A strong digital identity system will conform to five core principles:
Serve the social good. It will provide identity to all users, serve user interests, and be open to all who wish to participate.
Protect users. Current identity systems put users at risk by leaving their information vulnerable to privacy infringement, data leakage, and overexposure. A digital identity system will ensure that involved parties see only the data they need and use it only for the purposes they disclose.
Provide user control. More than one identity system has failed because users didn’t trust it. Giving users control of their data will help ensure that doesn’t happen.
Take a long-term view. Stakeholders should know their investment will pay off, so it’s important to design and build the identity system for sustainability.
Embrace openness. Finally, a good identity system will be built on open technology and data standards and designed to integrate new parties and serve changing user needs.
A Multilayered Solution
An effective digital identity system requires a multilayered solution based on standards that govern system operation. (These still need to be developed.) The top level is service delivery, which must be efficient, effective, and seamless.

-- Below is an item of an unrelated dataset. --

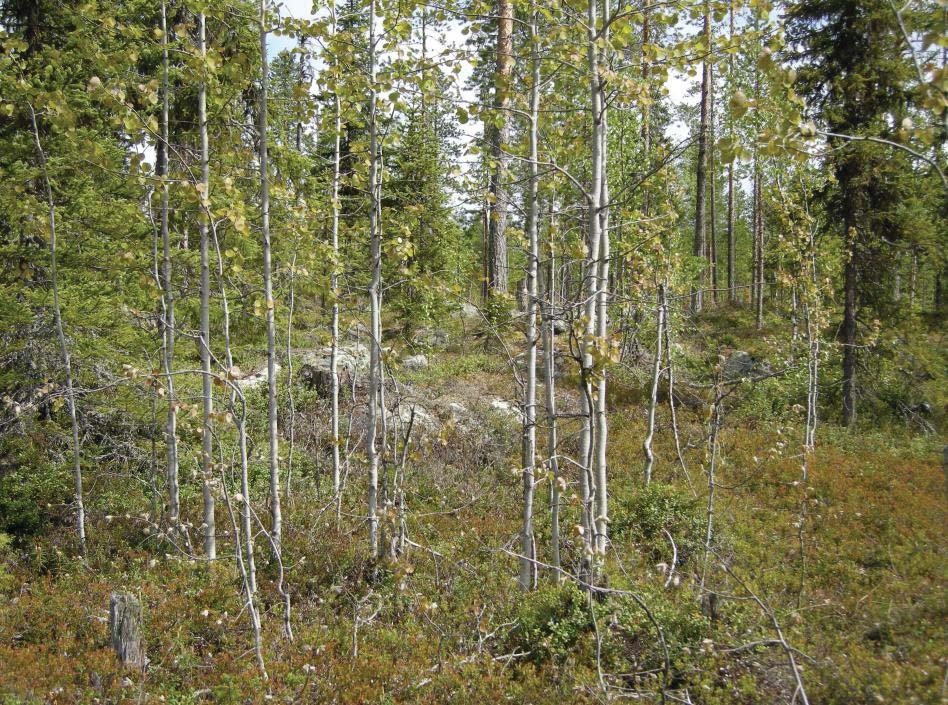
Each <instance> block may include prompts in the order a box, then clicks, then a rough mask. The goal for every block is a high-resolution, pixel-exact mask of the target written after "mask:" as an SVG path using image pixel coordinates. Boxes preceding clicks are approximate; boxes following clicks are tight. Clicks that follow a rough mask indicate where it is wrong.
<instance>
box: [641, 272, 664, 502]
mask: <svg viewBox="0 0 948 705" xmlns="http://www.w3.org/2000/svg"><path fill="white" fill-rule="evenodd" d="M664 301H665V282H664V281H662V282H661V283H660V284H659V285H658V296H657V297H656V300H655V358H654V359H653V361H652V393H651V395H650V397H649V407H648V426H647V430H646V433H645V440H644V441H643V442H642V451H643V452H644V453H645V470H644V479H645V486H646V487H647V486H648V485H649V483H651V481H652V467H653V466H654V464H655V453H654V452H653V451H652V440H653V438H654V437H655V411H656V408H657V407H658V383H659V380H660V379H661V376H662V375H661V373H662V356H663V351H662V342H663V340H662V339H663V336H664V333H665V306H664Z"/></svg>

The layers in between include authorization, attribute exchange, authentication, and attribute collection. Each layer presents its own set of challenges (Figure 1).

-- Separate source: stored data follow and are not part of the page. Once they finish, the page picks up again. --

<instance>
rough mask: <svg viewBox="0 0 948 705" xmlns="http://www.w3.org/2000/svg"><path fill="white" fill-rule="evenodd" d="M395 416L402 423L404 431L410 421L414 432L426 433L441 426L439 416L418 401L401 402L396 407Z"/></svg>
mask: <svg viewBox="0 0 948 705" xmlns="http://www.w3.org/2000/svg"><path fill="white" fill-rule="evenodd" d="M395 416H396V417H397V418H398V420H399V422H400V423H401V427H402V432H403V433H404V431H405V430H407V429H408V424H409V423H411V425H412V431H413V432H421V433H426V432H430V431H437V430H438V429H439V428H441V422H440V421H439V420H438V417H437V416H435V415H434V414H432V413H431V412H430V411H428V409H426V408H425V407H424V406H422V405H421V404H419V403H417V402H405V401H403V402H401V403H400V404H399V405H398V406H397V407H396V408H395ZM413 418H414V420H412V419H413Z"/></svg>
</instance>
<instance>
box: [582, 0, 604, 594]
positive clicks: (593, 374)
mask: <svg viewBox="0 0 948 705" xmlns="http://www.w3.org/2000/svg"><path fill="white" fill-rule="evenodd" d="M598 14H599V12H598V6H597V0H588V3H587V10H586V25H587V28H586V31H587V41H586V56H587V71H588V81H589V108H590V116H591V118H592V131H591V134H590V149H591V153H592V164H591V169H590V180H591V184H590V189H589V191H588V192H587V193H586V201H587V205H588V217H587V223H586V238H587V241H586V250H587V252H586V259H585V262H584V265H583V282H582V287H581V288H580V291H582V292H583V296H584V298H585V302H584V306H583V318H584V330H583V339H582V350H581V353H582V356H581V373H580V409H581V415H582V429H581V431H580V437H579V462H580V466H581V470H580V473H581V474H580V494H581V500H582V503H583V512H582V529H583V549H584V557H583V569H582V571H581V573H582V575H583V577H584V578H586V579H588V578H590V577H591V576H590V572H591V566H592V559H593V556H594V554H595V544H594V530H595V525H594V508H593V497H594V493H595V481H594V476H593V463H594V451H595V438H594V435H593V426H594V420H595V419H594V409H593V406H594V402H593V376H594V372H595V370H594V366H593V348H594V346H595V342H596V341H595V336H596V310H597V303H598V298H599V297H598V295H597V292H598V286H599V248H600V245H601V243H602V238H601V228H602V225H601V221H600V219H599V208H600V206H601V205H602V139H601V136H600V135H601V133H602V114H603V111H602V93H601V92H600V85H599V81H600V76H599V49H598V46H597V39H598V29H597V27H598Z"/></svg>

Figure 1: Challenges at Every Level
Many efforts today address only one layer. For instance, authentication technology solutions tend to rely on attributes that have already been collected. These solutions provide a better experience for users and ensure the same person is transacting each time, but they don’t help confirm that person’s identity.
Technology companies, professional organizations, and governments are carving out territory with individual solutions, but these efforts have not coalesced into an integrated digital identity system that’s secure, convenient, effective, and trustworthy.
The Road Ahead
Some promising technologies are bringing us closer to a digital identity system. Advancements in data storage, for example, offer greater privacy, security, and user control. New data transfer protocols tighten protection against interception and decryption while again putting more control in users’ hands. New authentication techniques are in development as well. These link users to their digital activities in more reliable and persistent ways.
That said, there may never be a single, global solution for identity. Different types of users have different identity needs. Individuals must be able to complete transactions safely and conveniently. Legal entities require a comprehensive way to aggregate data for managing risk. Assets need a tracking system that provides transparency around ownership and value.
Privacy needs also vary. It’s essential for individuals, while legal entities and assets can do without—in fact, privacy might even interfere with their larger purposes. Individuals act on their own behalf; legal entities and assets have custodians who act for them. Identity is also cultural. The people of some nations accept a national ID card; others don’t. And some governments may not be stable enough to carry out digital identity.
Ultimately, different groups will build their own identity networks, and that’s probably as it should be. We encourage firms to consider a bottom-up approach to digital identity. First, articulate the problem to be addressed. Test and refine the system with a critical mass of parties, then gradually scale it to include more. It’s equally important to build connectors among the separate identity networks developed. Those connections are the rails of interoperability that will allow a global blueprint for digital identity to emerge.